The fire sputtered and sparked. The man smoked awhile, brooding, until he went on:
“I didn’t want to raise your hopes or excite you unduly while you had to wait on me, first in Christmas Landing, then in Portolondon. Afterward we were busy satisfying ourselves that Jimmy had been taken further from camp than he could have wandered before collapsing. So I’m only now telling you how thoroughly I studied available material on the… Old Folk. Besides, at first I did it on the principle of eliminating every imaginable possibility, however absurd. I expected no result other than final disproof. But I went through everything, relics, analyses, histories, journalistic accounts, monographs; I talked to outwayers who happened to be in town and to what scientists we have who’ve taken any interest in the matter. I’m a quick study. I flatter myself I became as expert as anyone—though God knows there’s little to be expert on. Furthermore, I, a comparative stranger to Roland, maybe looked on the problem with fresh eyes. And a pattern emerged for me.
“If the aborigines had become extinct, why hadn’t they left more remnants? Arctica isn’t enormous, and it’s fertile for Rolandic life. It ought to have supported a population whose artifacts ought to have accumulated over millennia. I’ve read that on Earth, literally tens of thousands of paleolithic hand axes were found, more by chance than archaeology.
“Very well. Suppose the relics and fossils were deliberately removed, between the time the last survey party left and the first colonizing ships arrived. I did find some support for that idea in the diaries of the original explorers. They were too preoccupied with checking the habitability of the planet to make catalogues of primitive monuments. However, the remarks they wrote down indicate they saw much more than later arrivals did. Suppose what we have found is just what the removers overlooked or didn’t get around to.
“That argues a sophisticated mentality, thinking in long-range terms, doesn’t it? Which in turn argues that the Old Folk were not mere hunters or neolithic farmers.”
“But nobody ever saw buildings or machines or any such thing,” Barbro objected.
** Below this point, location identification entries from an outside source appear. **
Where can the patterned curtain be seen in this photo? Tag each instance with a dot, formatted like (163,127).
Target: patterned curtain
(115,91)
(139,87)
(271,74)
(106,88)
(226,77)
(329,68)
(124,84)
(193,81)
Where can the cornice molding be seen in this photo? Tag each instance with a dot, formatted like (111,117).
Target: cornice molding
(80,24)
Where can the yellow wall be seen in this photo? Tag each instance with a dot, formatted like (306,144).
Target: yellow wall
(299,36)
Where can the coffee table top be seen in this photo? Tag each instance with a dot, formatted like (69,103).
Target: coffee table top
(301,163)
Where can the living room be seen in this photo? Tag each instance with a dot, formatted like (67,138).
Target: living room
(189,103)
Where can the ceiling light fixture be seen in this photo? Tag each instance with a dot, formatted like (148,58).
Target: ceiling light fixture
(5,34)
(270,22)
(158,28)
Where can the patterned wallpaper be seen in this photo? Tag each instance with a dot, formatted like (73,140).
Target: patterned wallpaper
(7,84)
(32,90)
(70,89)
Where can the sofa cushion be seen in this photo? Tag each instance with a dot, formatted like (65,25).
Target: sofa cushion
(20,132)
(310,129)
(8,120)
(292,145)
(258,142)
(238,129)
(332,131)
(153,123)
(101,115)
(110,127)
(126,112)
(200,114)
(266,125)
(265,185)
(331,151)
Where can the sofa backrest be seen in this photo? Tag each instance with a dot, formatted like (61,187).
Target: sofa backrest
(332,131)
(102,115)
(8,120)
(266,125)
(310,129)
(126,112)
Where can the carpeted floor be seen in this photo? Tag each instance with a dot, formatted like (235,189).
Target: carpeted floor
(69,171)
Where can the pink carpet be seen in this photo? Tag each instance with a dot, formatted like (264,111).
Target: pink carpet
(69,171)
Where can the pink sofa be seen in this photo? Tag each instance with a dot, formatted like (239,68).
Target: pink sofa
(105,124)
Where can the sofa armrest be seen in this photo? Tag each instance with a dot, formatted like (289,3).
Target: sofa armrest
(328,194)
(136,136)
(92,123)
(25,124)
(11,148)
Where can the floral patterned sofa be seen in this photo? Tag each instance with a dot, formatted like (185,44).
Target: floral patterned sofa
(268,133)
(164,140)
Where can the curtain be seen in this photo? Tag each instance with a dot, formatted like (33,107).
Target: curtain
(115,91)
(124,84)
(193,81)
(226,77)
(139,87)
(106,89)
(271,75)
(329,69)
“No. Most likely the natives didn’t go through our kind of metallurgic-industrial evolution. I can conceive of other paths to take. Their full-fledged civilization might have begun, rather than ended, in biological science and technology. It might have developed potentialities of the nervous system, which might be greater in their species than in man. We have those abilities to some degree ourselves, you realize. A dowser, for instance, actually senses variations in the local magnetic field caused by a water table. However, in us, these talents are maddeningly rare and tricky. So we took our business elsewhere. Who needs to be a telepath, say, when he has a visiphone? The Old Folk may have seen it the other way around. The artifacts of their civilization may have been, may still be unrecognizable to men.”
“They could have identified themselves to the men, though,” Barbro said. “Why didn’t they?”
“I can imagine any number of reasons. As, they could have had a bad experience with interstellar visitors earlier in their history. Ours is scarcely the sole race that has spaceships. However, I told you I don’t theorize in advance of the facts. Let’s say no more than that the Old Folk, if they exist, are alien to us.”
“For a rigorous thinker, you’re spinning a mighty thin thread.”
“I’ve admitted this is entirely provisional.” He squinted at her through a roil of campfire smoke. “You came to me, Barbro, insisting in the teeth of officialdom that your boy had been stolen, but your own talk about cultist kidnappers was ridiculous. Why are you reluctant to admit the reality of nonhumans?”
“In spite of the fact that Jimmy’s being alive probably depends on it,” she sighed. “I know.” A shudder. “Maybe I don’t dare admit it.”
“I’ve said nothing thus far that hasn’t been speculated about in print,” he told her. “A disreputable speculation, true. In a hundred years, nobody has found valid evidence for the Outlings being more than a superstition. Still, a few people have declared it’s at least possible that intelligent natives are at large in the wilderness.”
“I know,” she repeated. “I’m not sure, though, what has made you, overnight, take those arguments seriously.”